Prezentowane zdjęcie należy do kategorii „Premia za bardzo wczesne wstanie z łóżka”.

To kolejny miły dla oka widok, jaki udało mi się zobaczyć i zarejestrować podczas porannego pleneru na południowo-mazowieckich stepach. W przypadku tego zdjęcia bardzo ważne okazało się to, że byłem we właściwym miejscu w bardzo właściwym czasie. Taki układ światła przebijającego się przez mgłę trwał dosłownie 5 minut. Fotografia dobrze pokazuje, że to samo miejsce może wyglądać fascynująco albo po prostu nudno. Gdy bowiem byłem w tym samym miejscu dzień wcześniej na rekonesansie, nawet nie warto było ustawiać aparatu, typowe popołudniowe światło słoneczne spłaszczało i banalizowało pejzaż.

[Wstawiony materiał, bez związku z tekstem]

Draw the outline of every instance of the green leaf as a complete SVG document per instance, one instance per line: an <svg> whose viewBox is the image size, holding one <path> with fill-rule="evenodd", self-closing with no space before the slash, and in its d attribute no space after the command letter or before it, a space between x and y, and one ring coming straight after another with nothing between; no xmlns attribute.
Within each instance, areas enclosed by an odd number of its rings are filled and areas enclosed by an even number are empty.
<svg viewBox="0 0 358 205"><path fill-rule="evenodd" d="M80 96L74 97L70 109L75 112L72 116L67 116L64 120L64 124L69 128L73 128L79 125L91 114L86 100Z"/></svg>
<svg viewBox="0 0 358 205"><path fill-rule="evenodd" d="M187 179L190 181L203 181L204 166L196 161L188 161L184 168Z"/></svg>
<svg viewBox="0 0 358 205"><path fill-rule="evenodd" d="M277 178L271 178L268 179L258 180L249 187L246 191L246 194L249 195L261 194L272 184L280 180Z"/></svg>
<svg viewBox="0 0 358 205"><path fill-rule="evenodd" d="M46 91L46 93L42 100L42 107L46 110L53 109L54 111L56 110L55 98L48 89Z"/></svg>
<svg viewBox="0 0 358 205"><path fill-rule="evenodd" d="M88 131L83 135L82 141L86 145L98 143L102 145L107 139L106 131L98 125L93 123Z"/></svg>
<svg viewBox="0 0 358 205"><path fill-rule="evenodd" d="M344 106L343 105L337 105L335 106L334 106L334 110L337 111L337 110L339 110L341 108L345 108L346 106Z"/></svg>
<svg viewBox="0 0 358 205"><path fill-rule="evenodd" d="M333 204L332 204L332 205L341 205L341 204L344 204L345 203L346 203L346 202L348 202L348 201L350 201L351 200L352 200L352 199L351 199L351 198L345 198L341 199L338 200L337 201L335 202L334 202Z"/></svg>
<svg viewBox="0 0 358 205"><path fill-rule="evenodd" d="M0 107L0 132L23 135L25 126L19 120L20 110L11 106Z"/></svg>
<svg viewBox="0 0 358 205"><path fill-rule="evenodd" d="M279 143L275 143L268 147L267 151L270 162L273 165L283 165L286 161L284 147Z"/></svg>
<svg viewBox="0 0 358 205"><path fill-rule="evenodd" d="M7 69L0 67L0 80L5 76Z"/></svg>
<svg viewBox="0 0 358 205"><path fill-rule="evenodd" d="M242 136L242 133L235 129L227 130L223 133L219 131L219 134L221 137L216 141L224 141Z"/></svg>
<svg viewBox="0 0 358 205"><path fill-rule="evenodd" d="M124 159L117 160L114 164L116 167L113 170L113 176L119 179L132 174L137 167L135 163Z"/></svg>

Muszę powiedzieć uczciwie, że to zdjęcie nie wiązało się z jakimś szczególnym poświęceniem. Dzień wcześniej zrobiłem rekonesans okolicy (Bagna Całowanie na południe od Warszawy), dziś wystarczyło wstać o 5-ej, wypić kawę i przejechać się kawałek samochodem. Jadąc bałem się, że będzie nudnawo, gdzieś na górze dogasał księżyc na bezchmurnym niebie. Ale potem chmury się pojawiły, w dodatku na bagnach, co nie jest wcale rzadkie, zakumulowała się mgła.
Sfotografowany akwen to sztuczny staw, Mgła schowała to, co znajduje się jakieś 2 kilometry dalej i w normalnych warunkach mocno psuje krajobraz – linię elektryczną i domy. Znalazłem się w środku naturalnej „bańki”, ciesząc się widokami, których na Mazowszu trzeba się nieźle naszukać. Słońce wzeszło jakieś 10 minut później – ale to pokaże w jakimś przyszłym odcinku.


… jednym z najładniejszych, jakie znam – Łazienki w Warszawie. Podobno można tam natknąć się nawet na lisa. Lisa. Ale rzecz jasna najwięcej tam pływa kaczek, co jest nudne i banalne. Na szczęście dziś ogarnął je jakiś szał tańca na wodzie i łopotania skrzydłami, co na pierwszym zdjęcie udało się utrwalić w sposób dość ikoniczny, na drugim zaś – mniej oczywisty. Warunki świetlne – lubiane przeze mnie, ponieważ było pochmurne popołudnie, podczas którego udało mi się też zrobić kilka zdjęć typu urban landscape. Być może kiedyś je tu pokażę. Oczywiście będą czarno-białe.